Feelings of love and service developed through marriage

The institution of marriage is also responsible to a very great extent for the development of those feelings of love and service which are the pride of humanity today. The mutual love of husband and wife — a love based not on momentary passion but lifelong connection — and the consequent parental love for offspring leads to a very high development of the feeling of love of man for man as such, and thus to the disinterested service of humanity. This love is described as a sign of God in the Holy Qur’an: “And of His signs is this, that He created mates for you from yourselves that you may find quiet of mind in them, and He put between you love and compassion” (30:21). The natural inclination of the male to the female and of the female to the male finds expansion through marriage and is developed, first, into a love for the children, then a love for one’s kith and kin, and ultimately into a disinterested love for the whole of humanity. The home, or the family, is in fact the first training ground of love and service. Here man finds real pleasure in the service of humanity, and the sense of service is thus gradually developed and broadened.
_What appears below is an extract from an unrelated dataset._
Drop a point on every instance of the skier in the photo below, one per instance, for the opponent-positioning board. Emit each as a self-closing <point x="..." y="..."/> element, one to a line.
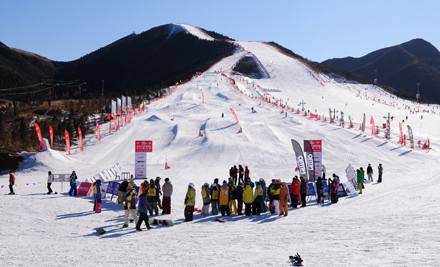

It is in fact a training ground for every kind of morality, for it is in the home that a man learns to have a sense of his own obligation and responsibilities, to have a respect for others’ rights and, above all, to have a real pleasure in suffering for the sake of others. The Holy Prophet is reported to have said: “The best of you is he who treats his wife best” (IM. 9:50).

Marriage and “free love”

The Western world is undoubtedly leaning more and more to “free love” in the place of marriage, but “free love” will certainly prove the ruin of Western civilization. Marriage is being discarded, not on account of any inherent defect in it, but simply because it entails certain responsibilities on both parties to the marriage contract, and it is really these responsibilities that are shirked in avoiding marriage. Marriage undoubtedly strengthens the ties of the natural love of the two mates, but it also requires them to share each other’s cares and sorrows; for human life has its cares and sorrows as well as its pleasures. “Free love” makes each of the mates selfish in the extreme because, while the male and the female become each other’s partners in happiness, each is free to leave the other, uncared for, in his or her sorrow. Marriage again makes the two mates jointly responsible for the welfare of the children, but in “free love,” either the procreation of children is altogether avoided, and thus the end which nature has in view in the union of the male and the female is defeated, or when either of the parents has had his or her satisfaction of the other, the children may be left without a shelter. The institution of marriage is found in all countries and all nations, has been practiced in every age for thousands of years and has worked to the advancement and welfare of humanity on the whole. Free love, if practiced on so large a scale for half a century, would either put an end to the human race altogether, or bring such chaos in society as would destroy its very foundations. It may suit a few irresponsible, selfish persons who are the slaves of their passions, but there can be no spark of true love in a union which may end abruptly at the whim of either, and it can serve no useful purpose for humanity in general.